Governor Charles Baker today signed into law legislation reforming how the state handles public records. The legislation, originally filed in the Massachusetts Senate by Senator Jason Lewis, is the first update to the public records law since the early 1970’s.
The legislation will reduce costs for those requesting public records, as well as ensure timely compliance with public records requests, while remaining mindful of resource constraints and other challenges facing local governments. Further, the bill brings Massachusetts in line with 47 other states and the federal government in allowing attorney’s fees to be awarded to plaintiffs who are victorious in court when wrongfully denied records. The bill requires attorney fees to be awarded, except in certain defined situations.
“Media and ordinary citizens deserve access to information that rightly belongs in the public domain,” said Senator Lewis. “Government transparency and accessibility are fundamental to a healthy democracy. This important reform legislation will help bring the Commonwealth into the 21st century and strengthen the public trust in our government institutions.”
“As the cradle of liberty, Massachusetts should lead the way on openness and transparency, not lag behind the rest of the nation,” said Pam Wilmot, Executive Director of Common Cause Massachusetts. “The law Governor Baker just signed will help us catch up and begin to take our rightful place among those states that highly value and promote transparency.”
“We’re so grateful to Senator Lewis for his leadership on public records reform,” said Gavi Wolfe, Legislative Counsel at the ACLU of Massachusetts. “He is a true believer in the importance of open and transparent government to a healthy democracy. As a lead sponsor, he listened closely to a wide variety of stakeholders and worked hard to craft strong and balanced legislation that will make real progress for freedom of information.”
Under the legislation, each state agency and municipality is required to appoint at least one public records access officer to serve as the point of contact for all public records requests and coordinate a timely and thorough response. The public records officer does not have to be a new employee.

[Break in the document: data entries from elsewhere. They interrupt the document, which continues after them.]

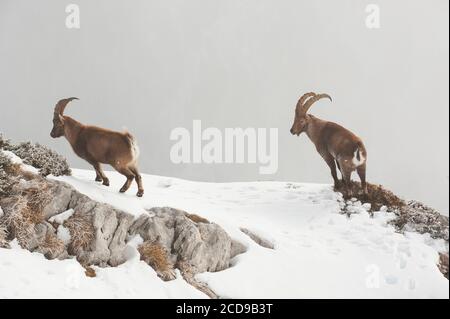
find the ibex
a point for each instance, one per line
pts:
(99, 146)
(334, 143)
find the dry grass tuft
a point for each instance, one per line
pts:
(38, 197)
(155, 255)
(443, 264)
(377, 196)
(20, 220)
(52, 246)
(197, 219)
(90, 272)
(81, 231)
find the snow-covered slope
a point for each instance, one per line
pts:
(319, 253)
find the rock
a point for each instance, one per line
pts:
(443, 264)
(97, 233)
(422, 219)
(206, 246)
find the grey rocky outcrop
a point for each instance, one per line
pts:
(103, 232)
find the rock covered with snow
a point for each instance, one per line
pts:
(97, 233)
(205, 246)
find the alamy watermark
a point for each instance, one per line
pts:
(232, 146)
(373, 16)
(73, 16)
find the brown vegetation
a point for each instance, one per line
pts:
(81, 230)
(377, 197)
(197, 219)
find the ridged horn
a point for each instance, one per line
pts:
(303, 99)
(313, 100)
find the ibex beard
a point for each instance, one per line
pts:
(337, 145)
(99, 146)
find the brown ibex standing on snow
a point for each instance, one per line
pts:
(99, 146)
(334, 143)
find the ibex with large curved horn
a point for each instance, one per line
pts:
(99, 146)
(334, 143)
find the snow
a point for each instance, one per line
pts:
(319, 253)
(17, 160)
(60, 218)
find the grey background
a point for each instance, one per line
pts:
(155, 65)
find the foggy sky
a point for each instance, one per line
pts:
(152, 66)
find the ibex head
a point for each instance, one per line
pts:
(58, 117)
(301, 117)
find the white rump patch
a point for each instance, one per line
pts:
(355, 158)
(134, 149)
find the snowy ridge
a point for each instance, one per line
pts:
(319, 252)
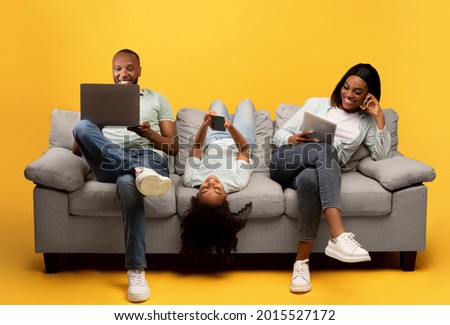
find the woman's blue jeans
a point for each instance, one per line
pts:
(312, 169)
(111, 164)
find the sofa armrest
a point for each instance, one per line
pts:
(396, 172)
(58, 168)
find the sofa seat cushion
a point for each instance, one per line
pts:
(100, 199)
(265, 194)
(360, 196)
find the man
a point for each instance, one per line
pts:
(136, 160)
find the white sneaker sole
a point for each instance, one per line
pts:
(139, 297)
(153, 185)
(345, 258)
(297, 289)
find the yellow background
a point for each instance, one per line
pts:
(197, 51)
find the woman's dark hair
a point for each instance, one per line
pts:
(206, 229)
(367, 73)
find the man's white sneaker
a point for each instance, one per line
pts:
(138, 289)
(150, 183)
(346, 249)
(301, 281)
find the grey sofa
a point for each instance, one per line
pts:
(384, 202)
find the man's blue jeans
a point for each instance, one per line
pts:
(111, 164)
(311, 169)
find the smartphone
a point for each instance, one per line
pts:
(217, 123)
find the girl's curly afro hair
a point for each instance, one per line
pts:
(212, 229)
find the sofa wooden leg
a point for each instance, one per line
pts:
(51, 261)
(408, 260)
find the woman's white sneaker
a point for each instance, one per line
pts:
(138, 289)
(301, 281)
(150, 183)
(346, 249)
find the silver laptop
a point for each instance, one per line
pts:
(324, 130)
(110, 104)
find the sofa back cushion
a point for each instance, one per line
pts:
(285, 111)
(62, 122)
(189, 120)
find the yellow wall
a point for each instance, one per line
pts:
(270, 51)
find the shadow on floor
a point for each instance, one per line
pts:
(213, 263)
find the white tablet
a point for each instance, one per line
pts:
(323, 129)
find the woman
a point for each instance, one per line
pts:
(219, 164)
(313, 168)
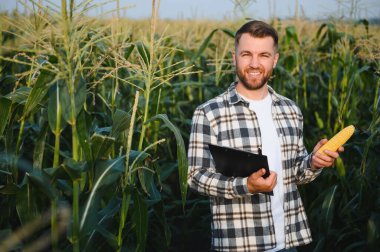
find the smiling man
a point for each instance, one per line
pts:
(251, 116)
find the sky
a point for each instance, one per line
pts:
(222, 9)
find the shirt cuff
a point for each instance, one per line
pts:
(241, 187)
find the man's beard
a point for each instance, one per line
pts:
(253, 84)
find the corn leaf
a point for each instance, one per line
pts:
(39, 148)
(74, 168)
(20, 95)
(101, 179)
(41, 182)
(101, 146)
(37, 94)
(121, 121)
(83, 129)
(79, 99)
(327, 211)
(54, 105)
(181, 154)
(143, 52)
(140, 220)
(5, 110)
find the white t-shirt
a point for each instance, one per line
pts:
(271, 148)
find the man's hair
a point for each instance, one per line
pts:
(257, 29)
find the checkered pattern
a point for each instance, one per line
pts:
(243, 221)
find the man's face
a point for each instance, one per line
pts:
(255, 59)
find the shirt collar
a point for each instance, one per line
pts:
(234, 97)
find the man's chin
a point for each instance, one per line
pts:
(252, 86)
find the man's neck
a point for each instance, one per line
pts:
(258, 94)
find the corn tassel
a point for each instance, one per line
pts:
(338, 140)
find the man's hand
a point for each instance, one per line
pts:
(256, 183)
(319, 160)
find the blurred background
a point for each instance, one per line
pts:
(96, 102)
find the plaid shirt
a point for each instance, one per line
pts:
(242, 221)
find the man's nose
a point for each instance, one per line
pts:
(254, 61)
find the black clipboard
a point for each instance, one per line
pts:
(238, 163)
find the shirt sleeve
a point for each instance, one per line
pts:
(304, 172)
(202, 176)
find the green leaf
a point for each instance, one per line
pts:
(26, 204)
(9, 189)
(128, 51)
(110, 237)
(83, 129)
(181, 154)
(101, 146)
(74, 168)
(327, 211)
(140, 220)
(19, 96)
(79, 95)
(37, 94)
(39, 147)
(55, 108)
(147, 182)
(41, 182)
(340, 167)
(121, 121)
(319, 120)
(5, 110)
(101, 179)
(203, 46)
(143, 52)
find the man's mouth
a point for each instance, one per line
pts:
(254, 73)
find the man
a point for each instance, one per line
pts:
(251, 116)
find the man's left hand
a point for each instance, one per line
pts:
(319, 160)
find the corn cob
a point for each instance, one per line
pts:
(338, 140)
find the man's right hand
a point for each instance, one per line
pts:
(256, 183)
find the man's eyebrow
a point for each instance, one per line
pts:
(245, 51)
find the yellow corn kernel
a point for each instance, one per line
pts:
(338, 140)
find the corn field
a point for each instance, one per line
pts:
(95, 116)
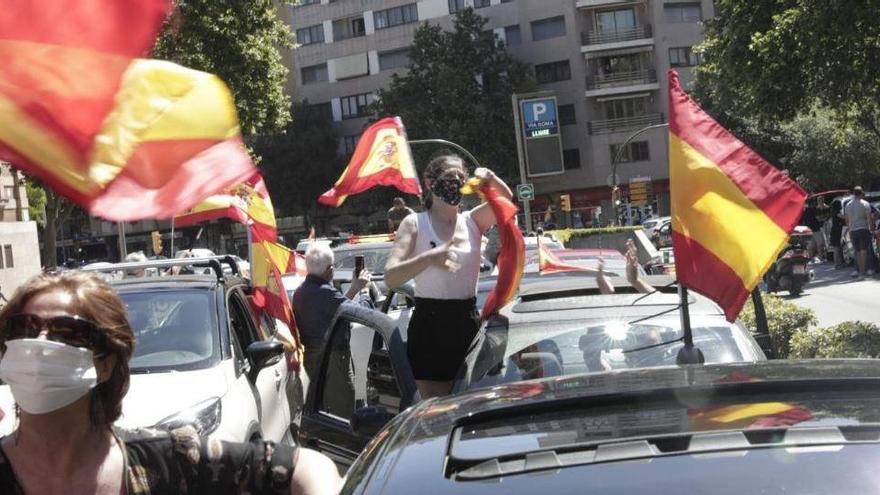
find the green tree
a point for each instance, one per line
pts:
(458, 88)
(300, 163)
(239, 41)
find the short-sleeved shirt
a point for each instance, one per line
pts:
(397, 215)
(184, 463)
(858, 214)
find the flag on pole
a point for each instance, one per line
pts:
(732, 211)
(512, 251)
(381, 158)
(548, 262)
(124, 138)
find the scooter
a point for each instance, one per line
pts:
(790, 271)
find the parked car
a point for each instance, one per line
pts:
(560, 329)
(766, 427)
(202, 357)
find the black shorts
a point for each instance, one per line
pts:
(439, 335)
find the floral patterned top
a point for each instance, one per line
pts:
(181, 462)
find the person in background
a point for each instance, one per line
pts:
(397, 213)
(315, 303)
(66, 344)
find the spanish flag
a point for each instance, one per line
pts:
(381, 158)
(125, 138)
(731, 210)
(512, 252)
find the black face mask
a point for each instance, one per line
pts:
(449, 190)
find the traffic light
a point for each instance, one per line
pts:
(565, 202)
(157, 242)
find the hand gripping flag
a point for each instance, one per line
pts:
(550, 263)
(381, 158)
(512, 252)
(731, 210)
(124, 138)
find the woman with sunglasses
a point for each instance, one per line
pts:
(66, 344)
(440, 249)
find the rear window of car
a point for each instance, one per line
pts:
(175, 330)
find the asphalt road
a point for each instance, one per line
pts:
(836, 297)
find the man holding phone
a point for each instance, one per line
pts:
(314, 304)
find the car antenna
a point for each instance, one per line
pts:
(688, 354)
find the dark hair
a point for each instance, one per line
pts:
(94, 300)
(437, 167)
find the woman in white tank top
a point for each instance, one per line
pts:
(440, 250)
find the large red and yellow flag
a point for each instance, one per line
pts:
(381, 158)
(731, 210)
(123, 137)
(512, 251)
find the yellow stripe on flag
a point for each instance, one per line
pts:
(710, 209)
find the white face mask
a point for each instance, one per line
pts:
(44, 375)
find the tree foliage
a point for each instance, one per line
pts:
(239, 41)
(300, 163)
(458, 88)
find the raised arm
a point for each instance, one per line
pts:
(402, 265)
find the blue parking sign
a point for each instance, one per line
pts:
(539, 117)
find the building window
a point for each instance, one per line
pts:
(553, 72)
(683, 56)
(7, 253)
(354, 106)
(321, 111)
(571, 159)
(396, 16)
(456, 6)
(394, 59)
(314, 73)
(310, 35)
(625, 108)
(352, 27)
(683, 12)
(633, 152)
(553, 27)
(349, 143)
(567, 115)
(614, 21)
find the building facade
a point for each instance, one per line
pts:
(605, 60)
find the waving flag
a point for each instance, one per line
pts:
(381, 158)
(550, 263)
(731, 210)
(512, 252)
(124, 138)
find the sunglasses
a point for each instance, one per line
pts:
(70, 330)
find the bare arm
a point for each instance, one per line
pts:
(483, 214)
(402, 265)
(314, 474)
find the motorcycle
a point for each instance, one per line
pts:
(790, 271)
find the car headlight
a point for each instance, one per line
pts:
(204, 417)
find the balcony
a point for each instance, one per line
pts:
(609, 126)
(621, 82)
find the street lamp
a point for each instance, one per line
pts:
(615, 189)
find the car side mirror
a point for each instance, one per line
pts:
(368, 420)
(263, 354)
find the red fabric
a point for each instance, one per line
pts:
(352, 182)
(512, 252)
(693, 262)
(779, 197)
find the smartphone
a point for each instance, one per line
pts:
(358, 265)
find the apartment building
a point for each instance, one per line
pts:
(606, 61)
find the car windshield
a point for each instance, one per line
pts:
(175, 330)
(374, 258)
(538, 350)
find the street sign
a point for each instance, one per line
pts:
(525, 192)
(539, 117)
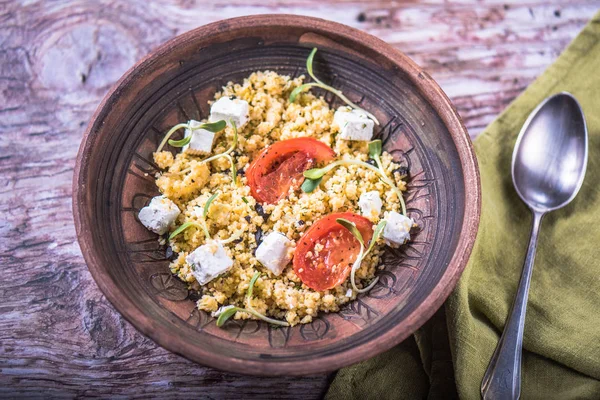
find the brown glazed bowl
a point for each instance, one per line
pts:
(419, 126)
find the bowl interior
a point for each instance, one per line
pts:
(116, 179)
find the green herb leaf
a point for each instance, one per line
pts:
(168, 135)
(375, 148)
(309, 62)
(233, 172)
(207, 204)
(252, 282)
(314, 173)
(309, 185)
(376, 234)
(351, 226)
(225, 315)
(213, 127)
(180, 143)
(182, 228)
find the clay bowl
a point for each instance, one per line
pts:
(114, 180)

The new law requires public records requests to be met in a timely fashion (generally, within 10 days, and no more than 25 days); sets limits on fees that can be charged to the requester; sets a framework by which courts can award reasonable attorneys fees, and allows for imposition of up to $5,000 in punitive damages; requires posting online of many commonly requested public records, and declares certain MBTA pension documents are public records.
The new law is mindful of resource constraints at local municipalities, with provisions allowing cities and towns more time to reply to requests, and greater opportunities to recover costs – particularly for smaller communities.